# Let the meal time begin.....



## nabi (Nov 25, 2004)

I heard there was food being served.........what's a girl gotta do to get some grub...dance ?


----------



## nikki&paris (May 30, 2005)

:shock: Those photos area adorable. I hope she got a little nibble!


----------



## KB (Apr 13, 2004)

I lOVE those pics!!!!


----------



## MissMolly (Jan 28, 2005)

She is soooooo cute!


----------



## Kristin (Nov 12, 2004)

LOL That's funny! She's all like, "OK mom, where's the grub?" lol


----------



## luv4mygirls (Feb 20, 2005)

she's always dressed so nice lol


----------



## colleen13 (Jul 10, 2004)

those pics are SO FUNNY!! i love the first one-- it made me laugh out loud! :lol: :lol: :lol:


----------



## KJsChihuahuas (Jan 6, 2005)

Omg thats to cute!!!!! :lol:


----------



## Tinker (Jan 3, 2005)

I love those, you need to post more pictures of that little doll.

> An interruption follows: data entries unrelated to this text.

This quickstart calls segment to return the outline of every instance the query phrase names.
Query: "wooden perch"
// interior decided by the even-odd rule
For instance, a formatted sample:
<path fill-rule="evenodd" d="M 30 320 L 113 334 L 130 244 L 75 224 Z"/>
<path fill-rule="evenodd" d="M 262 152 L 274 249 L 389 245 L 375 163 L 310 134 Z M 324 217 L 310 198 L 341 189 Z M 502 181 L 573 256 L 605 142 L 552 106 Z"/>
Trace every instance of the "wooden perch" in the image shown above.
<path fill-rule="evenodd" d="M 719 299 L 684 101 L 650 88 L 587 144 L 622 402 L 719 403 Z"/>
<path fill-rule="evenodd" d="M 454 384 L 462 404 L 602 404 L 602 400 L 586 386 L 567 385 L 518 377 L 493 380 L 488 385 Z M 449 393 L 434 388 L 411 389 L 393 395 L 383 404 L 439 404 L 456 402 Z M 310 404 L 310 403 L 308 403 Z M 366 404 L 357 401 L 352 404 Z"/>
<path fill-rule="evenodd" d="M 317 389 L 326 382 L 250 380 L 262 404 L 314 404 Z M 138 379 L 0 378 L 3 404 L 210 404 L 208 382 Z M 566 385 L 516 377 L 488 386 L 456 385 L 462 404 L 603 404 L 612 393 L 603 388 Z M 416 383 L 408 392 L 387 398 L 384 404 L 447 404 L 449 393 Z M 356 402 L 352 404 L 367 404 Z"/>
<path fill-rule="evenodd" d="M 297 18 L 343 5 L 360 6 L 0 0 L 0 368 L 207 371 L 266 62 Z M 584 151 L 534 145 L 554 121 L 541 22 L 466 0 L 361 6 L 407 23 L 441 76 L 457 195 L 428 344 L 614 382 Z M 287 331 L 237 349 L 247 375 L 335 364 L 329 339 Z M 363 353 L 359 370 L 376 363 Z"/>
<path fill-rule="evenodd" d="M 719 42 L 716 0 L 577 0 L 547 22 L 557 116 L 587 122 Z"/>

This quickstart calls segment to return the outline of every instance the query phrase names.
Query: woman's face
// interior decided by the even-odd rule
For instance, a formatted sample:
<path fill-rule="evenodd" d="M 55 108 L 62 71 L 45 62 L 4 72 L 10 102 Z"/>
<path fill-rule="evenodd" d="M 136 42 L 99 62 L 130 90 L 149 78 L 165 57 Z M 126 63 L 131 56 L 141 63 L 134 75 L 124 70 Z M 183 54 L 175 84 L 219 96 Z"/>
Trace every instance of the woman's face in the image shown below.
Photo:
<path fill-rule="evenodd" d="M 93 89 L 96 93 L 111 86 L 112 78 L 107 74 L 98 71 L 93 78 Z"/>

I think the second is my favorite but that third one is priceless too.


----------



## Tinker (Jan 3, 2005)

I love those, you need to post more pictures of that little doll. I think the second is my favorite but that third one is priceless too.


----------



## stefania (Apr 16, 2005)

Love this pictures...the last one of her ,too cute


----------



## LittleHead (May 20, 2004)

She looks so attentive (i think that's the appropriate word :?). Whenever I have food, lets say cereal and I'm holding it instead of having it on my bed, Britney will get sooo upset with me. She'll scratch my right arm and bark at me and lick my arm :lol: :lol: She's a brat!!


----------



## Gadget's Mom (Jan 14, 2005)

cute pictures


----------



## xfayex (Apr 4, 2005)

awww she looks so cute! great piccys!


----------



## Rachael Polachek (Feb 19, 2005)

OMG, how funny! I hope she finally got rewarded for all her hard work. :lol: She looks so elegant in her dress when she's dancing. She's such a little girlie girl.  

You're really good about posting lots of pics but we need more! :lol:


----------



## nabi (Nov 25, 2004)

Thank you for all the kind remarks about my Bella....she really is a little character..As Rachael has noted...her body language does usually say it all...she can give you a look that would kill if she is unhappy with you LOL she is the boss around here !


----------



## xx-nathalie-xx (Jan 10, 2005)

bella is just one of the cutest !!

kisses nat


----------



## belladoggie (Mar 28, 2005)

Bella, you're so gorgeous! It's a crime what they make a girl do just for a bit of dinner - and your table manners are lovely!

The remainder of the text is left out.